1) According to the Arab philosopher Ibn Khaldun, empires only form when a tribe, nation, or religious sect attains a high degree of asabiya, – the ability of a group’s members to cooperate with each other, to maintain their identity and discipline in the face of adversity, and to impose their beliefs, values, and control over other groups. Other similar expressions are social cohesion or “social capital”. As Ibn Khaldun wrote, “royal authority and dynastic power are attained only through a group and asabiya. This is because aggressive and defensive strength is obtained only through… mutual affection and willingness to fight and die for each other”. (To put this in context, this is similar to Lev Gumilev’s theories of “passionarity” / пассионарность (willingness to sacrifice oneself for one’s values) or my own ideas on the sobornost’-poshlost’ / rationalism-mysticism belief matrix, in which a state of sobornost’, of course, refers to a high level of asabiya).

This is not surprising – military cooperation and morale is an important factor in military success. See the stunning successes of the early Islamic armies spreading the revelations of Mohammed, or of Nazi Germany. Later in the book, Turchin references the work of Trevor Dupuy, who showed that the Germans had a “combat efficiency” of 1.45, compared to the British 1.0 and American 1.1, in the battles on the western front of 1944 – in other words, excluding equipment and terrain, each Germany soldier was militarily “worth” 20% more than an Anglo-Saxon one.

Now why do some societies have higher asabiya than others? Ibn Khaldun’s analysis covered the dynamics of the desert / settled boundary in the North African Maghreb. Amongst the desert Bedouin tribes, constant inter-tribal warfare exerts group selective pressure favoring the emergence of tribes high in asabiya. These selective pressures are much weaker in settled civilizations with rule of law. Now these defects are more than made up for civilizations’ greater population density and better technologies, which can normally yield much bigger, better-equipped armies than anything the barbarians can muster. However, should civilization fall into a state of internal strife and social dissolution, it becomes “vulnerable to conquest from the desert” by a coalition of Bedouin tribes organized around one group with a particularly high asabiya. However, as soon as the barbarians become ensconced within their new domains, they gradually assimilate into the urban civilization, the high asabiya of the core group dissipates, and the cycle begins anew.

Turchin extends Ibn Khaldun’s beyond the Maghreb into a general theory of the rise of empires, almost all of which arise along “meta-ethnic frontiers” featuring bloody conflicts between starkly alien peoples. The constant military pressure and hatred for the Other binds the borderlanders together, fostering the relative economic equality, social solidarity, and discipline that will in time build an empire. Examples of this include the conflict of the Roman farmer-warriors against the Celtic barbarians of the Po Valley that melded the Latin peoples into the Roman Empire, the centuries-long struggle against the raiding, slave-taking steppe Hordes that incubated Muscovy’s rise, and the violent frontier wars against the Native Americans that formed the “melting pot” identity of the United States. The entire history of Europe from the Roman Empire to Poland-Lithuania has been characterized by the millennial, north-eastern drift of the meta-ethnic frontier between Rome/Christianity and tribal pagans, a frontier which repeatedly spawned new states and empires (Rome itself, the Caroliangian Empire, and the myriad Germanic and Slavic states.

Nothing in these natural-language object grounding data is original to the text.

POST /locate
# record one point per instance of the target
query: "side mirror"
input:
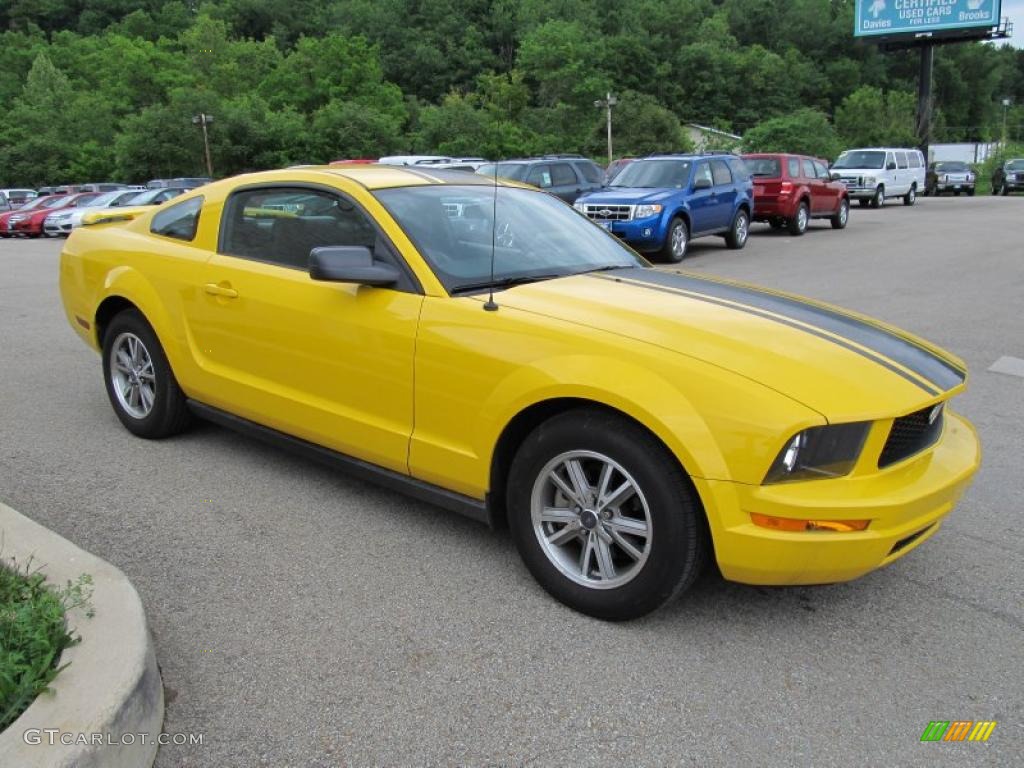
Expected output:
(350, 264)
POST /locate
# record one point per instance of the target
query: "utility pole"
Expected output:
(925, 98)
(607, 102)
(203, 120)
(1006, 109)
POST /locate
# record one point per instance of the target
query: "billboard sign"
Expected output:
(878, 17)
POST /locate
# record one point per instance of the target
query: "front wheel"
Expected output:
(798, 224)
(736, 237)
(842, 216)
(139, 382)
(675, 244)
(603, 516)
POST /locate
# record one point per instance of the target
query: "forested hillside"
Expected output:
(100, 89)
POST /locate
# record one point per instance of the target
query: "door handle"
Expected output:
(223, 291)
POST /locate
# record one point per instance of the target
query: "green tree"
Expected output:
(804, 131)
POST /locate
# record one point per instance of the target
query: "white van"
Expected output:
(875, 174)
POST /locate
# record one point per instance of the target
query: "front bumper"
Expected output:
(644, 235)
(905, 505)
(55, 229)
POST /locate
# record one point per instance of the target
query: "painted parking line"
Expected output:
(1009, 366)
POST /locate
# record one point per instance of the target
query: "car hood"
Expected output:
(844, 366)
(629, 196)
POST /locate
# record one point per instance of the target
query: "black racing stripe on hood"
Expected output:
(941, 373)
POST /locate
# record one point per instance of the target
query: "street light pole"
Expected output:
(607, 102)
(203, 120)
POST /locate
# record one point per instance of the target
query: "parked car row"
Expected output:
(55, 215)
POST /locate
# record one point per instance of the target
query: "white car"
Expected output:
(61, 222)
(875, 174)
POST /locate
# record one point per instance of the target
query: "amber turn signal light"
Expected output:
(788, 523)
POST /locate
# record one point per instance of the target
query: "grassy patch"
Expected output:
(33, 633)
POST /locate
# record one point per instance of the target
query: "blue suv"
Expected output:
(659, 203)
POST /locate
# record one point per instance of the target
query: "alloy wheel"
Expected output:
(591, 519)
(132, 375)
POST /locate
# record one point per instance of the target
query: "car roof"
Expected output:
(377, 176)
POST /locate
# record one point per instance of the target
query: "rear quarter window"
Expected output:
(179, 220)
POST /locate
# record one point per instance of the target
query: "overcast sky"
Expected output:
(1015, 10)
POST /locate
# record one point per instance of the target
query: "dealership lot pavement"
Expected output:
(303, 619)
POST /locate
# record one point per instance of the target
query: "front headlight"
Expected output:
(819, 452)
(643, 212)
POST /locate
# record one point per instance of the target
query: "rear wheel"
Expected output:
(798, 224)
(603, 516)
(736, 237)
(676, 242)
(842, 216)
(139, 382)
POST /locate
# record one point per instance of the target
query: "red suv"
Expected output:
(28, 221)
(792, 189)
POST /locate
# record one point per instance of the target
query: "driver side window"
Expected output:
(702, 171)
(282, 225)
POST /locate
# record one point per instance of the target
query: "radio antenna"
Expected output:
(491, 305)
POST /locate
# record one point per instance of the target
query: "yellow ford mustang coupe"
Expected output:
(626, 423)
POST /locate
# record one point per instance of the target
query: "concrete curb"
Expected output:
(113, 686)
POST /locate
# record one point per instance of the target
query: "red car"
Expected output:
(46, 201)
(28, 221)
(792, 189)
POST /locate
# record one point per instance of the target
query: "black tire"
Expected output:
(842, 216)
(739, 229)
(168, 412)
(798, 224)
(673, 254)
(678, 548)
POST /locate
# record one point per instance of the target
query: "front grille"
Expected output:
(911, 434)
(601, 212)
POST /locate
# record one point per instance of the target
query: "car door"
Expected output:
(331, 363)
(725, 192)
(830, 193)
(704, 203)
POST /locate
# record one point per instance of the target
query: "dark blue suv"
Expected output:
(658, 204)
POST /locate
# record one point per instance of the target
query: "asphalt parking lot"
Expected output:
(303, 619)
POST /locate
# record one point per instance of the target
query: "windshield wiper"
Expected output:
(504, 283)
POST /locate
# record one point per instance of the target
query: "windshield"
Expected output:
(105, 199)
(861, 159)
(537, 236)
(514, 171)
(764, 166)
(654, 174)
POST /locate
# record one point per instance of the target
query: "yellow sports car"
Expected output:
(489, 349)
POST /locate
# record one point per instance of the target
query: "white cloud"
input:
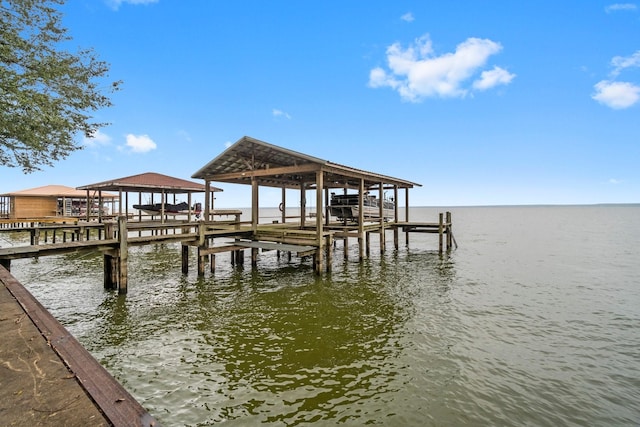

2) The author notes that Ibn Khaldun’s blaming of “luxury” and “senility” for the degeneration of civilizations is an inadequate explanation, being nothing more than a biological metaphor with questionable applicability. Instead, Turchin lays out the theory of cliodynamics, the “mathematized history” that attempts to provide a comprehensive explanation of the “secular cycles” of imperial rise and fall by modeling Malthusian dynamics, i.e., when a great empire arises the resulting stability and prosperity produce overpopulation, which results in dearth, rising inequality (i.e. the old middle-class shrinks, while oligarchs and the landless indigent veer into prominence), and an intensified struggle for scarce resources that undermines social solidarity. Eventually, a severe shock such as a disastrous harvest, peasant uprisings, civil war, or foreign invasion provokes a full-fledged Malthusian crisis that triggers the collapse of the empire. I’ve already written about cliodynamics in detail here.

(Incidentally, I’ve also connected the decline of asabiya (or in my terminology, the transition from sobornost’ to poshlost’) to the socio-demographic cycles of cliodynamics. The theme of The Ages of Man, in which the bounteous Golden Age of the first dynasties (imperial rise) degenerates into the “immorality” and dearth of the Iron Age (social atomization, Malthusian stress, decline), – finally followed by an apocalyptic “cleansing” and start again (Malthusian collapse, barbarian invasions, Dark Ages, etc), is common to all civilizational traditions. See my Musings on the decline and fall of civilizations and explanation of the Malthusian Loop.)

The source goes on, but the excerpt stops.